Historique de l’hypnose

L’histoire moderne de l’hypnose commence en Europe avec Franz A. Mesmer, médecin allemand, inventeur de la théorie du magnétisme animal et qui était convaincu que certaines maladies étaient dues à un déséquilibre du fluide magnétique dans l’organisme, et qu’il était possible de les soigner en restaurant l’équilibre magnétique du corps.

Le comportement de transe associé à l’hypnose fut identifié par un disciple de Mesmer, le marquis de Chastenet de Puységur, qui a observé le sommeil magnétique en 1784.

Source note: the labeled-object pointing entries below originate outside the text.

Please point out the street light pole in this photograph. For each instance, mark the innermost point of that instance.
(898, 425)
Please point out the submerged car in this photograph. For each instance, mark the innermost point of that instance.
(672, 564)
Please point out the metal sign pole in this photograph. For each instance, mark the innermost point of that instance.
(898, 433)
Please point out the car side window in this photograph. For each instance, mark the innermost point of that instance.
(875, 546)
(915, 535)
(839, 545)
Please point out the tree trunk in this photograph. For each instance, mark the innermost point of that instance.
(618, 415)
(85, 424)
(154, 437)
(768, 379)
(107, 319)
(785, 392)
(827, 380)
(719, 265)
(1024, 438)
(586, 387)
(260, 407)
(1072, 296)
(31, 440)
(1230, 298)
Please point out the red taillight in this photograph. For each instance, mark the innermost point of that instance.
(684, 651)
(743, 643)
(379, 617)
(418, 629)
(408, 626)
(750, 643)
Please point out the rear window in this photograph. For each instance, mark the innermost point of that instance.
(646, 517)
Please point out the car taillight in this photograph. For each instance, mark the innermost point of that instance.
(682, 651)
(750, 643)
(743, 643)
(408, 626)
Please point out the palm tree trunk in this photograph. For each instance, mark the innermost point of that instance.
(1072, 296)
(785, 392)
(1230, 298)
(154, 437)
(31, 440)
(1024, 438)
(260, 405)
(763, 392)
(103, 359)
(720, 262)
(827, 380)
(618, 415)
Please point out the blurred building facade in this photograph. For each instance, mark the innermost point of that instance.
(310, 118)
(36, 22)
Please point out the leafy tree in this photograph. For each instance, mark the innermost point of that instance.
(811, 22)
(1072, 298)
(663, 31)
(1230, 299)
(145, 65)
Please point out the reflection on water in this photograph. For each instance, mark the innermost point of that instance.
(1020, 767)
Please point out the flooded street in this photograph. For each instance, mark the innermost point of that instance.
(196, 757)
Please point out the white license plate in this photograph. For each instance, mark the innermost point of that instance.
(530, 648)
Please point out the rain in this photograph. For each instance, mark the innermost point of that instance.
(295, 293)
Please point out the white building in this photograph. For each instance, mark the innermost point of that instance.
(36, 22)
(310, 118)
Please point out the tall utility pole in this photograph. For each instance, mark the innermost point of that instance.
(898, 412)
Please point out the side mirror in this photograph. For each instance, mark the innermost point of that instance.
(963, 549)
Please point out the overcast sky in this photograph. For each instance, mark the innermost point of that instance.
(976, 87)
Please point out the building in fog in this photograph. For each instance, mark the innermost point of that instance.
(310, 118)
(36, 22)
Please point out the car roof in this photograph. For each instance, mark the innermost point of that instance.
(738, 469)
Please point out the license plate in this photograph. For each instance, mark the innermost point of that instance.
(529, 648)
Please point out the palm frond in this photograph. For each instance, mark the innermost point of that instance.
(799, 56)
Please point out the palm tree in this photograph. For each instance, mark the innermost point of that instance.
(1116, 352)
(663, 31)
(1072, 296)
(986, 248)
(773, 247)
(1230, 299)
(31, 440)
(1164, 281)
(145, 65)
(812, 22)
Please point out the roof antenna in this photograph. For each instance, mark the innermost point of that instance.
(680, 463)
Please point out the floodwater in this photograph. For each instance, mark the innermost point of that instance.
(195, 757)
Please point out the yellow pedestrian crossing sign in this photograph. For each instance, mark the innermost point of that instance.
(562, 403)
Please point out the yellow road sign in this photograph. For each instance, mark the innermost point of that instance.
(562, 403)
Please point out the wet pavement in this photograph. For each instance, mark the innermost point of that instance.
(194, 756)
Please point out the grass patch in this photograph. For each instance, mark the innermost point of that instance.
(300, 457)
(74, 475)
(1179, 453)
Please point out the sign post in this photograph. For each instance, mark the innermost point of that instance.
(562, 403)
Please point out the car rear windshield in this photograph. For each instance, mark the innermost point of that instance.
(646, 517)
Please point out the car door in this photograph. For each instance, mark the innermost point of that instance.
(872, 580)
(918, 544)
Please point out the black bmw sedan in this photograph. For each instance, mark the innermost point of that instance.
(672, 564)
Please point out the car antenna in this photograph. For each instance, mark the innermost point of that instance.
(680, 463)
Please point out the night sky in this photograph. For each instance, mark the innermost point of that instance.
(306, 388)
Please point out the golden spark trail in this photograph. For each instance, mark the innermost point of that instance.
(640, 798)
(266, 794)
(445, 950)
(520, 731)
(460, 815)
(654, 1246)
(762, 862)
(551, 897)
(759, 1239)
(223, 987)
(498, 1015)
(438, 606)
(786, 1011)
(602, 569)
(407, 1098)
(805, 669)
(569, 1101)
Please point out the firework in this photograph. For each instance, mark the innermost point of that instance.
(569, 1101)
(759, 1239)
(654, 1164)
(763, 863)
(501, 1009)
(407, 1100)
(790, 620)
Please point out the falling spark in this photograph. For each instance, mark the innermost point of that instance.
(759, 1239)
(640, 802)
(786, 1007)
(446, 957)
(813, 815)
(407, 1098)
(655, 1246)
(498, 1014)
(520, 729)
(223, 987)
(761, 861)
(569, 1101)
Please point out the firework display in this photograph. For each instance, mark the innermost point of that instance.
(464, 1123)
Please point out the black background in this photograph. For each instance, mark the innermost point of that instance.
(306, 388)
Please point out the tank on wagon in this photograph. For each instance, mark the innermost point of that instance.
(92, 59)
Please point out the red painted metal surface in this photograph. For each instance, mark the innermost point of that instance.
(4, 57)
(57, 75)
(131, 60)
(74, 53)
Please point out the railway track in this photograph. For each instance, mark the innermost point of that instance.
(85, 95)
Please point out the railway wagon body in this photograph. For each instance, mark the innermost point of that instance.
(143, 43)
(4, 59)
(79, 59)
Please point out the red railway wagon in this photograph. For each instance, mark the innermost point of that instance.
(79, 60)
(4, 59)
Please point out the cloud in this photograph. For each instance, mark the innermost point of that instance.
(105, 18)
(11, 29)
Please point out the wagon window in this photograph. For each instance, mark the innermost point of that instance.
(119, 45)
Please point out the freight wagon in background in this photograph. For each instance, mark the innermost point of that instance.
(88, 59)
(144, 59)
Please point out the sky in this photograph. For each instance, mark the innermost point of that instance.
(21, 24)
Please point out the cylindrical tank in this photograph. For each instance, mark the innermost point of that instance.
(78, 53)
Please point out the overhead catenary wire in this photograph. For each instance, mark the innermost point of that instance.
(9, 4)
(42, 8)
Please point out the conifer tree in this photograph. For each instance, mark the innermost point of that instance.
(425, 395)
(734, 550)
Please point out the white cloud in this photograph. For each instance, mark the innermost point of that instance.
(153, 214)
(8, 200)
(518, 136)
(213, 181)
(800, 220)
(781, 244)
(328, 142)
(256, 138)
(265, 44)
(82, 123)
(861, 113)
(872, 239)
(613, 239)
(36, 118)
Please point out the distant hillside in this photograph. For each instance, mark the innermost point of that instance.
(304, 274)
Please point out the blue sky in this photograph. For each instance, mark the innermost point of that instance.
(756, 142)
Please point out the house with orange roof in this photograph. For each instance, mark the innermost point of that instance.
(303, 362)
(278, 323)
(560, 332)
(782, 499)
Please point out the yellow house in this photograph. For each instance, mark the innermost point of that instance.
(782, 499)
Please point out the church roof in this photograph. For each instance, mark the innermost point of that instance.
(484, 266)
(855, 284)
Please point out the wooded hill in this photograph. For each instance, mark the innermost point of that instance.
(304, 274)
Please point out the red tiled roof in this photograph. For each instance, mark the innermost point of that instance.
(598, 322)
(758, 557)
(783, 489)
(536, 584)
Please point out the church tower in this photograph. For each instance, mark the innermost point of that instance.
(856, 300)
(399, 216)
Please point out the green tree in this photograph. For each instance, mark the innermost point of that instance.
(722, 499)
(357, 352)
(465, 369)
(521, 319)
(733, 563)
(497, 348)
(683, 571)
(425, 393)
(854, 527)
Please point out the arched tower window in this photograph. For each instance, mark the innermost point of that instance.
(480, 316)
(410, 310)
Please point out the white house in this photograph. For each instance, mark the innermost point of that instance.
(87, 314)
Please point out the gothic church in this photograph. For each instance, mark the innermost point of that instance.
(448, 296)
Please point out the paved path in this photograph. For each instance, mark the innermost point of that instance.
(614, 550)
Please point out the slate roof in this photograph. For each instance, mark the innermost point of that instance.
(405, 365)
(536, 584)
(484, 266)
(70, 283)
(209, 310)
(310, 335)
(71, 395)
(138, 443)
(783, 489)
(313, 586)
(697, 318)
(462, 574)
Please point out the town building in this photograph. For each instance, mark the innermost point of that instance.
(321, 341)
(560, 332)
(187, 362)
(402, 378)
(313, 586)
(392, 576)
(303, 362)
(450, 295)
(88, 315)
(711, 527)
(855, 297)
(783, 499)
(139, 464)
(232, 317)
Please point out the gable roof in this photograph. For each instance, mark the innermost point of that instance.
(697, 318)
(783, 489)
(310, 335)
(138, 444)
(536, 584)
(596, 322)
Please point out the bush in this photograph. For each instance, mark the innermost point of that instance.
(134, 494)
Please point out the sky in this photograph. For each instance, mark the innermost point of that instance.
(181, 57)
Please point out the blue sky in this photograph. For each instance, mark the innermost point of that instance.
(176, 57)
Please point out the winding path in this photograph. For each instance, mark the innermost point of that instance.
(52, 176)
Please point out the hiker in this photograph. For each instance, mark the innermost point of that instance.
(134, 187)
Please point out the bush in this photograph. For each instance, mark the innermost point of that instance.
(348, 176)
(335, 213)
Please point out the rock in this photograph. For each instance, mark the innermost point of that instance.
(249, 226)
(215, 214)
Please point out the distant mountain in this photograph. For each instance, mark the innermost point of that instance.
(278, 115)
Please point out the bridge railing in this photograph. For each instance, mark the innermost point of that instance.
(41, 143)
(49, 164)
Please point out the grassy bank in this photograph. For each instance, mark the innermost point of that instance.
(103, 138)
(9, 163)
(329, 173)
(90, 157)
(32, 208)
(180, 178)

C’est James Braid, médecin écossais du XIX siècle, qui parle d’un mécanisme essentiellement physiologique, la fixation prolongée sur un objet brillant situé légèrement au-dessus de la ligne normale des yeux. De ce fait il assimila cet état à un état voisin du sommeil. Il donna à ce phénomène un nouveau nom, l’hypnotisme. Braid était convaincu que la tension occasionnée par la fixation oculaire provoquait une fatigue de certains centres cérébraux, aboutissant au « sommeil nerveux ». Plus tard, il accorda davantage d’importance aux facteurs psychologiques, insistant sur une concentration mentale soutenue. Il reste reconnu comme le premier médecin à avoir mis en lumière les mécanismes psychologiques de l’hypnose.

Dans les années 1880, le célèbre neurologue Jean-Martin Charcot et directeur de la Salpétrière vit dans l’hypnose une intéressante méthode d’étude et de traitement de l’hystérie.

Auguste Liébeault (1823-1904) et Hippolyte Bernheim (1837-1919) à Nancy considèrent le phénomène hypnotique comme un produit normal de la suggestion. Liébeault insistait sur la relation de sympathie entre soignant et soigné, climat de collaboration indispensable au succès de l’hypnose.

Des recherches expérimentales se poursuivirent ainsi que des travaux sur le plan clinique en Europe. En France, Pierre Janet (1859-1947), médecin, développa sa théorie de la dissociation, dans l’hypnose, le patient est susceptible de séparer certaines capacités mentales sans qu’elles ne soient véritablement « perdues ».

Les années 30 sont marquées par Clark L. Hull et Milton Erickson, deux grandes figures américaines de l’histoire contemporaine de l’hypnose. Hull prônait que l’état hypnotique est une activité mentale normale. il appliqua les méthodes expérimentales et statistiques de la psychologie moderne à l’étude de l’hypnose et de la suggestibilité. Erickson, élève de Hull, développa des techniques thérapeutiques créatives et publia quantité d’observations. Il dévoila la dimension métaphorique de l’hypnothérapie et la valeur d’apprentissage inconscient de l’état hypnotique. il révolutionna la méthode et les techniques de l’hypnose. Erickson donna une impulsion décisive à une nouvelle forme de relation entre l’hypnothérapeute et son patient, il préférait un « compagnon » du patient, conduisant celui-ci vers ses ressources intérieures, ses facultés inexploitées d’apprentissage.

D’une manière générale, on peut considérer que l’hypnose est redécouverte de façon prometteuse, la demande de soins hypnothérapeutiques connaît une nouvelle vogue, on mentionne de plus en plus ses applications modernes en anesthésiologie, en cancérologie, en immunologie, en psychiatrie, en psychothérapie.

Référence :
Soigner par l’hypnose. Salem et Bonvin. Masson, 4ème éd. Paris, 2007.